I miss the way it used to be. I miss when my steps were sure and confident, when we packed all of our stuff into a U-Haul and a mini van. With a smile and a “because God told us to,” we moved from Muncie Indiana to Atlanta Georgia the day after I walked across a stage in a robe too short for me. I had to borrow that robe from a friend of a friend because I had accidentally packed mine. We were young, crazy, broke, and sure. We were so sure.
We still live in Atlanta, where God sent us. The church we came to start never started. We found a different one. We have a house now, two babies, and I have lost somehow that fire in my belly, the sureness of my step. “Because God told us too” has more often turned into “I’m not sure” and “I don’t know.” I don’t know is becoming the holiest phrase I have.
The sermon this week was on Jacob and Esau. We were encouraged to wrestle with God. After the kids went to bed, the wrestling began. For me, the story of Jacob and Esau is like The Great Gatsby. By the end of the story I hate everyone and wish misery on them all. The Great Gatsby at least grants me that ending. Jacob sends his whole family to go face Esau because he is too scared, and he ends up having an extreme encounter with God.
I do what I do when I don’t know the answer to anything. I google it. The answer that keeps popping up is that Jacob was favored, as though that is supposed to make me somehow feel better. I can’t be the only one left wondering, and what if I’m not? What if I heard wrong, what if it won’t all pan out in the end.
I don’t mean the END end, I still believe in ultimate redemption. But how long does that take? What happens when you heard, and you are sure, and then it isn’t at all what you were so sure you heard?
This once sure and steady path is starting to feel like walking on a water-bed. It probably has for longer than I realize, and my legs are so tired from the effort to just stand still. But what I remember from the times I ran around on ever-changing surface, is that the standing still is actually far harder than the moving. If you just keep moving, you feel more secure.

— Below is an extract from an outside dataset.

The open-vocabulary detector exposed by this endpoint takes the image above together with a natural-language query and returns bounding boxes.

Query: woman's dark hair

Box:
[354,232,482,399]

Reading the scriptures lately has been like holding jello in my hands. Squeeze it too tight and it looses its shape and slips right through the cracks between my fingers. I know that there are promises in there for me, but I can’t quite get the right grip. Perhaps that is the point of reading scripture, to get me to keep my hands open.
Keep moving. Hands open. The posture sounds familiar. I wonder if that was the way it was, the way I was, when we heard God and moved here. I wonder if that is the way you are sure.